Other bills would modify the property tax exemption on renewable energy generation projects and place a new 4.33 percent excise tax on electricity produced from renewable sources. Because most Kansas wind projects have conation or payment-in-lieu of taxes agreements with local taxing entities, state wind experts say that changing the tax picture for existing wind projects could create real problems. Depending on how the provisions are worded, companies might end up being liable both for ongoing local payments and new state-ordered taxes.
Critics of the renewable energy standards claim they interfere with the free market and significantly add to the price that Kansas consumers pay for electrical power. However, that added cost is minimal. According to a Kansas Corporation Commission's report, the state's retail electrical cost is 9.95 cents per kilowatt hour. The renewable portfolio standards account for just 0.22 of a cent of that cost.
Kansas has huge potential for renewable energy production, especially in the area of wind power. According to the Kansas Department of Commerce, Kansas is ranked second in the nation for potential wind energy production, and projections indicate that by 2030, the state could be producing 7,000 megawatts of wind energy for export each year. The renewable energy industry also attracted a Siemens wind turbine production facility to the state and has fueled new wind energy-related programs at several community colleges.

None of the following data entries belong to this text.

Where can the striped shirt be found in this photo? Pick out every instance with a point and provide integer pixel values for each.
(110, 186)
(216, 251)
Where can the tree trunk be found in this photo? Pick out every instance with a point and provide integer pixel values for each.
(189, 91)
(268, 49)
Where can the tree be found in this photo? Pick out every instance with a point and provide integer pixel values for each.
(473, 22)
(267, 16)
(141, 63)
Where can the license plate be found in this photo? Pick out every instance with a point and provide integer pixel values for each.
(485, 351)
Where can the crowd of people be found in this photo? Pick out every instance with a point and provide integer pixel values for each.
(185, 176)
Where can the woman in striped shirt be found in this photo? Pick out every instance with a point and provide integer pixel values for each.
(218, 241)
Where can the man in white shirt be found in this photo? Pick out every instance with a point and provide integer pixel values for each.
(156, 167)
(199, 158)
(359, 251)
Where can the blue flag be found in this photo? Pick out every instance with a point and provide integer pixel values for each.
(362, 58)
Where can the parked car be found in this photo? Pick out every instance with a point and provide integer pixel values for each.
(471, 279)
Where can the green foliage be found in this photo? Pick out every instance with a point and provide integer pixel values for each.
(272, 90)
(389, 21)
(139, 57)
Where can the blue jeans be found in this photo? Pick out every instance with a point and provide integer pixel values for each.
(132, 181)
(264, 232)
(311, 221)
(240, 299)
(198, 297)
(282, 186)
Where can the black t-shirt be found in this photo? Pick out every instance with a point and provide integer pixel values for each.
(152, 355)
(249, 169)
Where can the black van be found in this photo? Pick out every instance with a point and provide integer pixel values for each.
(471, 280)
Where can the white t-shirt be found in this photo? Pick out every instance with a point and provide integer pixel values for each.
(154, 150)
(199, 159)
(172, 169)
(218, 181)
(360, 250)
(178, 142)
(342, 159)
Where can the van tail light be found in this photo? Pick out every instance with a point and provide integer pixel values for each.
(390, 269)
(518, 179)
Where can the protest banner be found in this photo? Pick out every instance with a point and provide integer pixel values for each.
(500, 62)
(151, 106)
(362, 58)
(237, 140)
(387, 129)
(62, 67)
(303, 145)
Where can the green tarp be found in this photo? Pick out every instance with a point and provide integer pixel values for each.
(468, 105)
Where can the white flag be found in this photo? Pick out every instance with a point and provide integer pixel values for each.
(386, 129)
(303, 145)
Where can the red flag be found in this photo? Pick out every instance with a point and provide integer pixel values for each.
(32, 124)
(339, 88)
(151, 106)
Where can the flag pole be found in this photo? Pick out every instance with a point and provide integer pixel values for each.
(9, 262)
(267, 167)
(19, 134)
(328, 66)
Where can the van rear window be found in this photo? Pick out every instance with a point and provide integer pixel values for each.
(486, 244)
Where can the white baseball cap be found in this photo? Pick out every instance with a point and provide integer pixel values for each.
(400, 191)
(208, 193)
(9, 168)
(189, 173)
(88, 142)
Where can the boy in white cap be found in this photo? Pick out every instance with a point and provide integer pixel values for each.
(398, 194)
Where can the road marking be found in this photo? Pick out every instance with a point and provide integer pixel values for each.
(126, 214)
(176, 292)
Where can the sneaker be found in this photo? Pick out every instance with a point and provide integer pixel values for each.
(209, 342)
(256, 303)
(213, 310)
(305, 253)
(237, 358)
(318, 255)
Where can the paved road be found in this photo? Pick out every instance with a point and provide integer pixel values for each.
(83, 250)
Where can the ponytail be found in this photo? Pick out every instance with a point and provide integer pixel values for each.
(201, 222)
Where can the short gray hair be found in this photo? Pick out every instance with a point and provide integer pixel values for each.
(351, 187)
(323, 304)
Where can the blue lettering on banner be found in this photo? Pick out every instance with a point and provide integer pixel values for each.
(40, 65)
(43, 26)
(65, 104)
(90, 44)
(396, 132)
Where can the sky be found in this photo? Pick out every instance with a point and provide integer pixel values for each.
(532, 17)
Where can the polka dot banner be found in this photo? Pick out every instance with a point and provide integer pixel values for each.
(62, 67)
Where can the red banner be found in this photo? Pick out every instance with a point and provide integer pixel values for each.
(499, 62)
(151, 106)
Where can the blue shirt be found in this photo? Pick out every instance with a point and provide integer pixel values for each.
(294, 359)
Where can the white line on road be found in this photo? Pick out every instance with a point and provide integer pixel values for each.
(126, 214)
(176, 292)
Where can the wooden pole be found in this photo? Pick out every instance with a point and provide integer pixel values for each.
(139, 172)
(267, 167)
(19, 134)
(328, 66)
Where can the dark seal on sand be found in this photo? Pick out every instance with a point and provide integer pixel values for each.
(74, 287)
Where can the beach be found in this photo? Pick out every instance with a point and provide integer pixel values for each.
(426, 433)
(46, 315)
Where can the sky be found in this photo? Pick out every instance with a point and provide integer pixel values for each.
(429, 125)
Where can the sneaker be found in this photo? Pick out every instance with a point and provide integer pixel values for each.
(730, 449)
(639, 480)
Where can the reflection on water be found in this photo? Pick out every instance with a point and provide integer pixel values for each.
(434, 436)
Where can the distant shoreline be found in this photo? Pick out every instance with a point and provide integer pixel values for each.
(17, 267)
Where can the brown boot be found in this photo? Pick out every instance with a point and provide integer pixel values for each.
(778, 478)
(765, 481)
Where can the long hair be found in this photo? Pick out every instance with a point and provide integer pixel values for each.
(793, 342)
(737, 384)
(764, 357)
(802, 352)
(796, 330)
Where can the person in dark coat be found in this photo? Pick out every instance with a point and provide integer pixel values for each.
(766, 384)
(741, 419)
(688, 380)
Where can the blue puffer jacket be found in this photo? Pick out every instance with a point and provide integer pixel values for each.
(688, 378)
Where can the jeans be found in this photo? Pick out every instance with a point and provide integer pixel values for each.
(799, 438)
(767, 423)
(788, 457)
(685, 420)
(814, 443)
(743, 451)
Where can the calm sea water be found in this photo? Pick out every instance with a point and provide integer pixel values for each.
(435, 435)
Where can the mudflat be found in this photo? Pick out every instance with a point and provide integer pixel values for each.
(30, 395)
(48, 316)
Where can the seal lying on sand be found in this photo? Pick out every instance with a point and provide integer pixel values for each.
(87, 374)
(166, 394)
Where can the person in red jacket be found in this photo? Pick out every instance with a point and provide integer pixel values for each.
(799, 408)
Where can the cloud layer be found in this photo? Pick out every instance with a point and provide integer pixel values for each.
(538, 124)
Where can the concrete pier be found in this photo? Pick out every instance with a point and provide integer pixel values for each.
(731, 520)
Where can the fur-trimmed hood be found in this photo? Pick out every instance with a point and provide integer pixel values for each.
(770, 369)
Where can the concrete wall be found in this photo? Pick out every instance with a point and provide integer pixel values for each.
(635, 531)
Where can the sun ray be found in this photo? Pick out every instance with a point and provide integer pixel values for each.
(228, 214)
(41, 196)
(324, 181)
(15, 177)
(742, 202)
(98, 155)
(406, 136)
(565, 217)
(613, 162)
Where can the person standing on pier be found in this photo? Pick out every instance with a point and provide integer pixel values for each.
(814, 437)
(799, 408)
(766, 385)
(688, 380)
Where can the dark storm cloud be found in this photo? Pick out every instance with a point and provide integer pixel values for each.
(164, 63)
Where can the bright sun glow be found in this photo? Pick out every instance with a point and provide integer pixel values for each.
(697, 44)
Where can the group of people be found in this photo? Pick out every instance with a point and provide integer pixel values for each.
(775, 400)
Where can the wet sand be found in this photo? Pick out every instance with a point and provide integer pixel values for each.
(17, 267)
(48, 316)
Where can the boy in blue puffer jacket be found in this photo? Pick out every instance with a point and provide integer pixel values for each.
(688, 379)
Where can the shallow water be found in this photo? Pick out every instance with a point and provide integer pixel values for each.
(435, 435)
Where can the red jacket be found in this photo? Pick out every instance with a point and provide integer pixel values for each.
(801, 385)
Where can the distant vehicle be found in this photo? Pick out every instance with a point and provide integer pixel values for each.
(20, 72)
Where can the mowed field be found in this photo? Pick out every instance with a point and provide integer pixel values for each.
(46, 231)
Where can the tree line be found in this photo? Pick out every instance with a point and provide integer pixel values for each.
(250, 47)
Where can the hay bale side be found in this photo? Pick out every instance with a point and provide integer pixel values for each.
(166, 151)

At least some of the legislation listed above seems to be stalled for now, perhaps because enough legislators — and their constituents — recognize how the state's support of wind energy is paying off. This is a growing industry that has the potential to produce an economic boon for Kansas, especially in that western part of the state, which needs all the economic help it can get. Any legislation that squelches that progress would be a move in the wrong direction.